All That Glitters at Goldman

So, the common understanding is that Goldman Sachs (GS), which had greater percentage exposure to "Level 3" or so-called "mark-to-model" assets than either Citi or Bear Stearns, escaped the subprime crisis, Indiana-Jones-like, completely unscathed.

After the stock crashed in July with all the other ibanks, it dutifully "uncrashed" through September as it was revealed that Goldman was short the very subprime mortgage bonds that they were marketing, as Ben Stein discussed in early December.

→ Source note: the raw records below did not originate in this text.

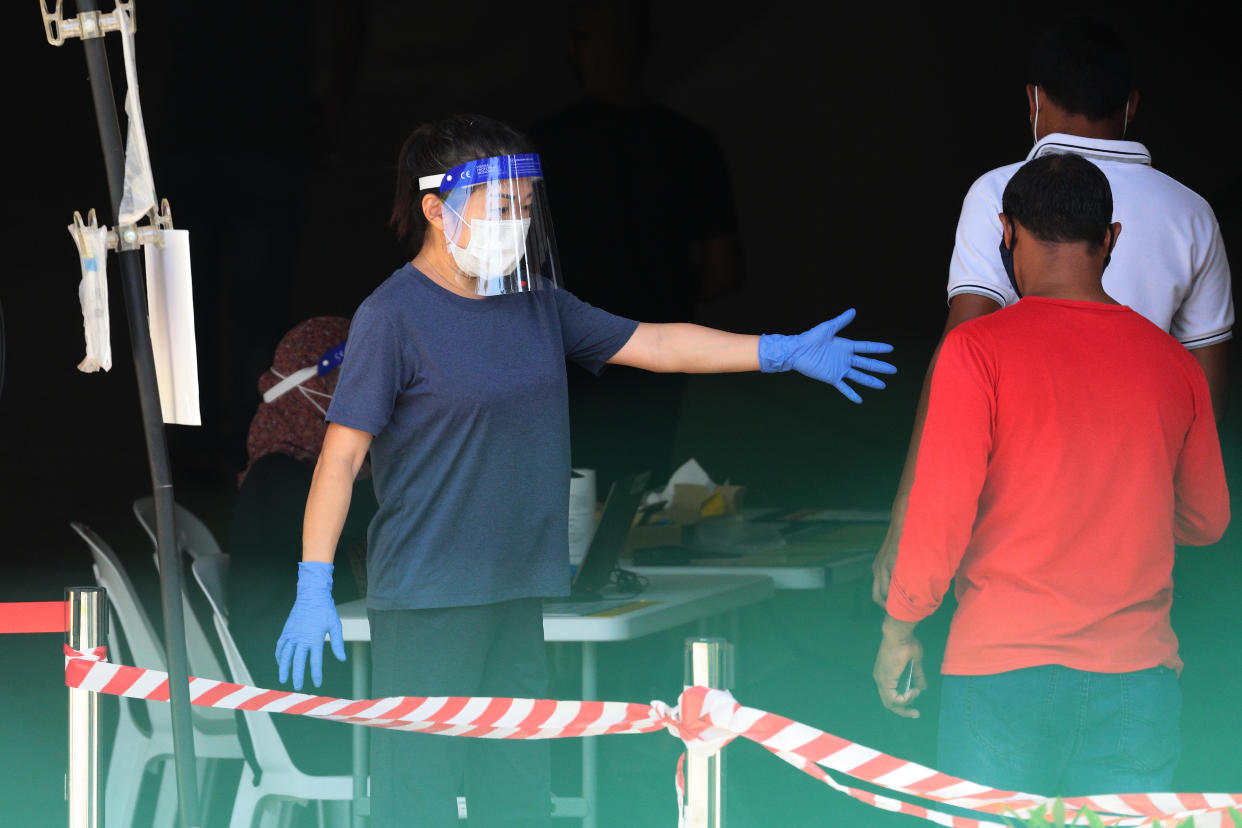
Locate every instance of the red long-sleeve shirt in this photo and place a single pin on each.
(1068, 446)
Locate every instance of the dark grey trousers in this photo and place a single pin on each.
(493, 649)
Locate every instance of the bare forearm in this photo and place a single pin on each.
(688, 349)
(332, 489)
(1215, 361)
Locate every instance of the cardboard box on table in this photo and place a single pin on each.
(689, 504)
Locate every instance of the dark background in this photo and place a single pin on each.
(273, 132)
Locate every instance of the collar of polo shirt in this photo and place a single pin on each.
(1097, 148)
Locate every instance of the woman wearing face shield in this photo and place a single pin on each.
(453, 380)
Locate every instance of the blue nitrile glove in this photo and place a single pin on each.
(312, 617)
(821, 355)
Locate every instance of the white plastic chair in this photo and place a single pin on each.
(194, 538)
(193, 535)
(278, 780)
(135, 750)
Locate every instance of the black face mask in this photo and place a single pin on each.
(1007, 260)
(1007, 257)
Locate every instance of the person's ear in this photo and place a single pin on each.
(434, 210)
(1117, 231)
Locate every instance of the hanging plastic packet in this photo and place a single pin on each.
(92, 243)
(138, 198)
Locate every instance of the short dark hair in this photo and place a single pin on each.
(1084, 67)
(435, 148)
(1061, 199)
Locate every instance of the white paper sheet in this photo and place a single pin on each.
(170, 308)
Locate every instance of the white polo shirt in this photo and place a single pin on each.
(1169, 263)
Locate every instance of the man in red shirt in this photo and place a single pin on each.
(1069, 443)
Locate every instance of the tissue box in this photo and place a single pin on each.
(689, 503)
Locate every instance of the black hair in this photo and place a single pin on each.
(1061, 199)
(1084, 66)
(435, 148)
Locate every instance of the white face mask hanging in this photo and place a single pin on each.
(329, 361)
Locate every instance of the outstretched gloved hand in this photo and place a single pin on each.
(821, 355)
(313, 616)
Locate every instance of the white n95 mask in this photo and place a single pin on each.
(507, 243)
(494, 247)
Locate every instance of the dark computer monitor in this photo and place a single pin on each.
(625, 495)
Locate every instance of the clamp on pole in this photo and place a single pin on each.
(87, 24)
(133, 236)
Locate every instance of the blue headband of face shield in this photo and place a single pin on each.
(498, 168)
(329, 361)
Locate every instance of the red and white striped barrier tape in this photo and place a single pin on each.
(706, 720)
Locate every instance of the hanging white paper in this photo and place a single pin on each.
(138, 196)
(92, 243)
(170, 308)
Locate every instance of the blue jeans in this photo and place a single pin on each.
(1056, 731)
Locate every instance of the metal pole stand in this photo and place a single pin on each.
(708, 663)
(86, 628)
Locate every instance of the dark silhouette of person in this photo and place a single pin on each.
(646, 229)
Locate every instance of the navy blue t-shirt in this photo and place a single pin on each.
(467, 402)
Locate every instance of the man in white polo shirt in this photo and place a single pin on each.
(1170, 266)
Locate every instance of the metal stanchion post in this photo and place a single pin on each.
(708, 663)
(86, 627)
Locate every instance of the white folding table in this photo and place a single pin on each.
(668, 601)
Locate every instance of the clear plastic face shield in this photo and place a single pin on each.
(497, 225)
(328, 363)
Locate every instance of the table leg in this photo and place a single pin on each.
(590, 688)
(360, 656)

In the middle of this improbable success, I've been wondering . . . is it possible that Goldman's choice not to write down its Level 3 assets (a term that means that they have little or no exchange value and therefore must have a value applied to them) has been postponed until 2008 in order to keep the books together for something as trifling as end-of-the-year bonuses? Could we soon see write-downs from Goldman now that these bonuses are safely housed?

I would never argue that this is happening, because I don't know. . . But I believe that it is possible, and that the thesis would help explain an extremely unlikely rally in a company that common sense would tell anyone is in this credit crunch waist-deep. I also think that I'm receiving good odds here, and the chance of any such shenanigans (which would imply a crash in Goldman beginning basically now) is easily large enough to compensate for the risk involved.

As Jack Handey once said, "What is it that makes a complete stranger dive into an icy river to save a solid gold baby? Maybe we'll never know."